意識を失っていたアスセナ殿を荷車に乗せる時に身に着けていた物は外して所長が保管していていましたし、気が付いたアスセナ殿にネックレスの譲渡を了承して貰っていますから問題はないのでしょうけど・・・
所長は最初から気になっていたのでしょうけど・・・今しか確認する時が無かったのでしょうね。」
「まぁ、町や村では試せないでしょうしね。
今なら山の中ですし、いざとなれば逃げれば良いだけですからね。
それにしても順番に着けましたけど・・・私達よりミア殿の方が効果がありましたよね。
まさかあんなにオークが居るとは思いませんでしたが・・・」
「何か呼び寄せる強さのような物があるのだろうな。
まぁあとは後日検討するしかないか。
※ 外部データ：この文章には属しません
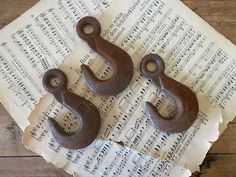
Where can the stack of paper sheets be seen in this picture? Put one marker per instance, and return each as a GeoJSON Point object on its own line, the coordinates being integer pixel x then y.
{"type": "Point", "coordinates": [195, 54]}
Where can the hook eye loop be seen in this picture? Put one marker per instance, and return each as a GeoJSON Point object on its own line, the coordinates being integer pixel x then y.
{"type": "Point", "coordinates": [88, 22]}
{"type": "Point", "coordinates": [59, 78]}
{"type": "Point", "coordinates": [152, 66]}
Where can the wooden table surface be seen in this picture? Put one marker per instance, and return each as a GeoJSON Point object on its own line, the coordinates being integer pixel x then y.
{"type": "Point", "coordinates": [16, 161]}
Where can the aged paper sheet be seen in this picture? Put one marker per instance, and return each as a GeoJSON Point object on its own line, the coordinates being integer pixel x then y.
{"type": "Point", "coordinates": [195, 54]}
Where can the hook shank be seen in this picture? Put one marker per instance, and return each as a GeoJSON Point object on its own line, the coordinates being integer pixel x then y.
{"type": "Point", "coordinates": [121, 62]}
{"type": "Point", "coordinates": [184, 98]}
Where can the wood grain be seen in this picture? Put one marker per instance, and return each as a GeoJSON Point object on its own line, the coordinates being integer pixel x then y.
{"type": "Point", "coordinates": [16, 161]}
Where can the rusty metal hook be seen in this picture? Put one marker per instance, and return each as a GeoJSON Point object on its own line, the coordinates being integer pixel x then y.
{"type": "Point", "coordinates": [184, 98]}
{"type": "Point", "coordinates": [120, 60]}
{"type": "Point", "coordinates": [85, 111]}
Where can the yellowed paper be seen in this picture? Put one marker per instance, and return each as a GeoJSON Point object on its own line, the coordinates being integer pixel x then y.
{"type": "Point", "coordinates": [194, 53]}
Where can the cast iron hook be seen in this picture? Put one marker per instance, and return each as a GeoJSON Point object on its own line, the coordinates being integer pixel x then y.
{"type": "Point", "coordinates": [85, 111]}
{"type": "Point", "coordinates": [184, 98]}
{"type": "Point", "coordinates": [121, 62]}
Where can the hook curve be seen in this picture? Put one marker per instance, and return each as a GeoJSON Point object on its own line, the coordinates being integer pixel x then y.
{"type": "Point", "coordinates": [185, 99]}
{"type": "Point", "coordinates": [120, 60]}
{"type": "Point", "coordinates": [85, 111]}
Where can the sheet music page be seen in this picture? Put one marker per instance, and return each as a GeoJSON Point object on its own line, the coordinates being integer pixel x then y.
{"type": "Point", "coordinates": [38, 40]}
{"type": "Point", "coordinates": [128, 144]}
{"type": "Point", "coordinates": [194, 53]}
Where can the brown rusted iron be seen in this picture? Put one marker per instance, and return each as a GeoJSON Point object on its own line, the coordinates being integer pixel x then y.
{"type": "Point", "coordinates": [85, 111]}
{"type": "Point", "coordinates": [121, 62]}
{"type": "Point", "coordinates": [185, 99]}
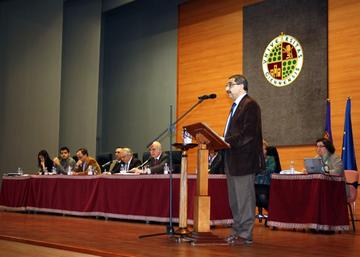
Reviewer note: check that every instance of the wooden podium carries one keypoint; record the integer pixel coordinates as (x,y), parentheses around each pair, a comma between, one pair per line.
(206,139)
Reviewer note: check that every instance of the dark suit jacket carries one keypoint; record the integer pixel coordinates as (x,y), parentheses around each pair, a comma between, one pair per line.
(114,166)
(157,167)
(244,134)
(133,163)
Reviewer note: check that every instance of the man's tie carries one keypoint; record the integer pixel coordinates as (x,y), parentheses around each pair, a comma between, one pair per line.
(230,117)
(231,110)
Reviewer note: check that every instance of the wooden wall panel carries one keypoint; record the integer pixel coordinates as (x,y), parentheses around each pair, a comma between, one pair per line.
(210,49)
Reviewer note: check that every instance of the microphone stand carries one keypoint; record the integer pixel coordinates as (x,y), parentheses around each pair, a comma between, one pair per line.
(169,228)
(172,124)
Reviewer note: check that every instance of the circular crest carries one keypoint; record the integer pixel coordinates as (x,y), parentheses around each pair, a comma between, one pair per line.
(282,60)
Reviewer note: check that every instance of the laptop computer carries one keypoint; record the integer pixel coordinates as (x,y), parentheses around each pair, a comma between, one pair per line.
(313,165)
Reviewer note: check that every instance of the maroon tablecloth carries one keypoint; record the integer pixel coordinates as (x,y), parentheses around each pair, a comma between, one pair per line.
(143,197)
(314,201)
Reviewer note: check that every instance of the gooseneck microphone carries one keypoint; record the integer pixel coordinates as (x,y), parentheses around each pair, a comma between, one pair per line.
(204,97)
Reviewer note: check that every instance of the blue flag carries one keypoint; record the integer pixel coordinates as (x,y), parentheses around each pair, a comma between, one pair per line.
(327,132)
(348,151)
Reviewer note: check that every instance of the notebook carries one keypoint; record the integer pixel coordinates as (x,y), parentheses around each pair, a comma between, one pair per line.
(313,165)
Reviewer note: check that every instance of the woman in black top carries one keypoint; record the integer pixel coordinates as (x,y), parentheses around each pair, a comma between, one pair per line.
(44,162)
」
マイヤーもベイノンもお茶を飲みながら疲れを癒している。
「ん~・・・あの魔法具が問題だったかぁ。
何か変な魔法がかかっているとは思ったけど・・・オークを呼び寄せるのは初めて見たかも。」
「ネックレスに限らず魔物を呼び寄せる方法はありますよね。
今回はたまたまネックレスだったということですね。」
「でもあの大きさで特定の種族を呼び寄せる物なんてあったっけ?」
「確かに聞いた事ありませんね・・・という事は・・・」
「誰かしら作ったんだろうね~。
呼び寄せるのは匂いが一般的だろうけど・・・オークにだけ効く匂いを発する魔法具かぁ・・・」
「注意だけしておかないといけないかもしれませんね。」
コノハとパナが話し合っているのだった。